To say that 2020 and 2021 were years of rapid change would be an understatement. With sizeable proportions of consumers in Europe and America being confined to their homes, consumption patterns were modified beyond recognition as there was little but in-home entertainment, exercise and food to purchase. The food that people cooked and ate in their homes was in many ways different from before March 2020 – in some cases, these changes were short term but it is likely that other aspects of consumption will remain visible for the foreseeable future.

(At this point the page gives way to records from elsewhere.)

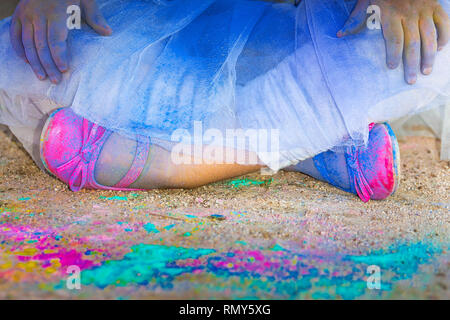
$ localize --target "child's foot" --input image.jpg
[288,124,400,202]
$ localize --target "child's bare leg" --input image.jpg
[95,134,263,189]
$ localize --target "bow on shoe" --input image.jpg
[56,119,106,192]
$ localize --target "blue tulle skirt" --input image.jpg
[0,0,450,170]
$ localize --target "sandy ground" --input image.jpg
[0,125,450,299]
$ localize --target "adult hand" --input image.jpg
[337,0,450,84]
[10,0,112,84]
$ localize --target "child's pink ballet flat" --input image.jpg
[293,123,400,202]
[40,108,150,191]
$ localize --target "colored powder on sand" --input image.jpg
[227,178,273,188]
[81,244,214,288]
[144,223,159,233]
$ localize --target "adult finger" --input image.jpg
[22,22,47,80]
[383,17,404,69]
[9,18,28,62]
[433,6,450,50]
[337,0,369,38]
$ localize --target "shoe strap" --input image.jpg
[114,136,150,188]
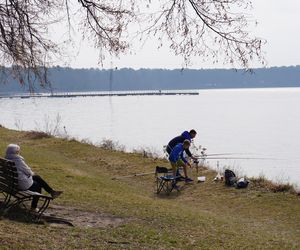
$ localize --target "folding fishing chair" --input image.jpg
[155,166,180,195]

The most tangible development across industrial nations was a move away from red meats towards plant protein, and from industrially produced meat and conventionally grown produce towards organic, often locally sourced food. The most recent Food and Health Survey conducted by the International Food Information Council – a US-based NGO – shows that consumers increasingly are reducing their meat consumption and that 80% of respondents have altered their eating habits during the present pandemic. In France, habits have also changed, but experts urge caution and advise against drawing long-term conclusions. The increased demand for locally grown vegetables and meat from local farmers appears to be reflective of a genuine desire to buy local. An early increase in sales of organic milk, pasta and rice produced on a large scale and sold by supermarkets, however, is more likely due to conventionally produced equivalents selling out as consumers were stockpiling. Unable to find their usual brand, consumers then bought the organic alternative. Paradoxically, consumers also report buying more chocolate and crisps as more turn to daytime snacking. A study by the two UK charities Guy and St Thomas and Bite Back 2030 shows that snacking has increased by 40% during the pandemic.

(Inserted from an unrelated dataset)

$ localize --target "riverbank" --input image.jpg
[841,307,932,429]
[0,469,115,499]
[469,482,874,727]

The wish to eat healthier could be a reflection of the slower pace of life that comes with remote working – or being furloughed. The shift to local is not a completely new phenomenon though – in the Anglosphere, the number of participants at “Veganuary”, a campaign where people pledge to follow a vegan diet during the year’s first month – has increased every year since it begun in 2014, as have sales of organic food more broadly. Rather than creating a new phenomenon, Covid-19 has accelerated a pre-existing trend. Multinational food and beverage firms and the value of their shares are unlikely to suffer from this in the long term since giants such as Nestlé and Danone already offer organic or healthier versions of some of their most popular products. While some consumers have left big labels and will favour independent, local competitors, the majority with environment and health concerns is likely to stick to the product they already know, albeit in a healthier version. This does of course assume that multinationals do keep up with increasing demand. Given the increased interest in alternative products, chances are likely that they will.